Ayrımcılığa karşı AB politikaları
Irkçılığa ve Hoşgörüsüzlüğe Karşı Avrupa Komisyonu’ndan (ECRI) Gün Kut, ECRI’nin ırkçılık ve zenofobiye karşı izleme ve raporlama çalışmalarından bahsederken, sivil izlemenin önemini vurguladı. Raporlama ile ilgili zorluklardan da bahseden Kut, “Raporlar her şeyi içeremez, ama her soruna bir atıf bulabilirsiniz” dedi.
Avrupa Ayrımcılıkla Mücadele alanında Hukuki Uzmanlar Ağı’ndan Isabelle Chopin, AB’nin ayrımcılıkla ilgili direktiflerini ve üye ülkelerin bu direktifleri nasıl uyguladığını anlattı.

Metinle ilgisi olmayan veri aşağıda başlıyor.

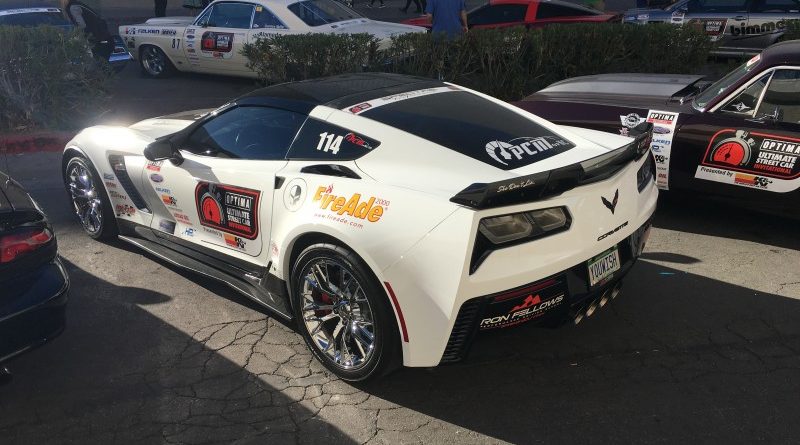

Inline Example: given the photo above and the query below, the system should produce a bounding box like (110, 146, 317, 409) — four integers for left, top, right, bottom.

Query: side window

(536, 3, 596, 18)
(469, 4, 528, 25)
(252, 5, 287, 28)
(206, 2, 255, 28)
(719, 72, 771, 117)
(757, 69, 800, 124)
(186, 106, 306, 160)
(751, 0, 800, 11)
(687, 0, 749, 12)
(287, 118, 380, 160)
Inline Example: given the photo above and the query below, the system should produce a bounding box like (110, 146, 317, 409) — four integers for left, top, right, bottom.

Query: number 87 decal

(316, 132, 342, 154)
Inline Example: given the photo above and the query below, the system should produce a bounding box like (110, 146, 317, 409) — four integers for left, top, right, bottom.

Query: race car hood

(127, 109, 212, 139)
(526, 73, 708, 109)
(329, 19, 425, 40)
(143, 16, 196, 26)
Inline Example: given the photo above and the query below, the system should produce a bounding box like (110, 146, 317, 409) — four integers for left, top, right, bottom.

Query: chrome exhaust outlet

(611, 283, 622, 299)
(585, 301, 598, 317)
(573, 312, 584, 325)
(599, 290, 610, 308)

UNICEF’ten Severine Jacomy Vite, ayrımcılık ile mücadelede UNICEF'in nasıl bir yöntem izlediğini aktardı. Farklı ayrımcılık türlerine karşı özel önlemler alabilmek için veri toplama çalışmalarının gerekliliğine değindi. Ayrımcılıkla mücadelenin politikalara yansıması için STÖ’lerin ulusal hak enstitüleriyle çalışmasının önemini vurguladı.
Romanya eşitlik biriminden Başbakan'a ayrımcılık cezası
Konferansın ikinci panelinde AB üyelik sürecinde olan ve yeni üye ülkelerde ayrımcılıkla mücadele politikalarının nasıl oluşturulduğu ve uygulandığıyla ilgili deneyimler paylaşıldı.
Romanya Ayrımcılıkla Mücadele Ulusal Konseyi’nden Istvan Haller, ayrımcılığa karşı mevzuatı ve 2012’de kurulan eşitlik biriminin nasıl oluşturulduğunu ve nasıl işlediğini anlattı. Ülkede çok kapsamlı bir ayrımcılık mevzuatı oluşturulduğunu söyledi, "Göz renginiz nedeniyle ayrımcılığa uğradığınızda dahi bu mevzuat sayesinde mücadele edebilirsiniz" dedi.
Mevzuatların yaptırımlar olmadan yeterli olmadığını ifade eden Haller, bütünsel bir yaklaşım için her türlü ayrımcılığı kapsayan tek bir mevzuat ve tek bir eşitlik birimi kurduklarını ve bu birime geniş yetkiler tanındığını ifade etti.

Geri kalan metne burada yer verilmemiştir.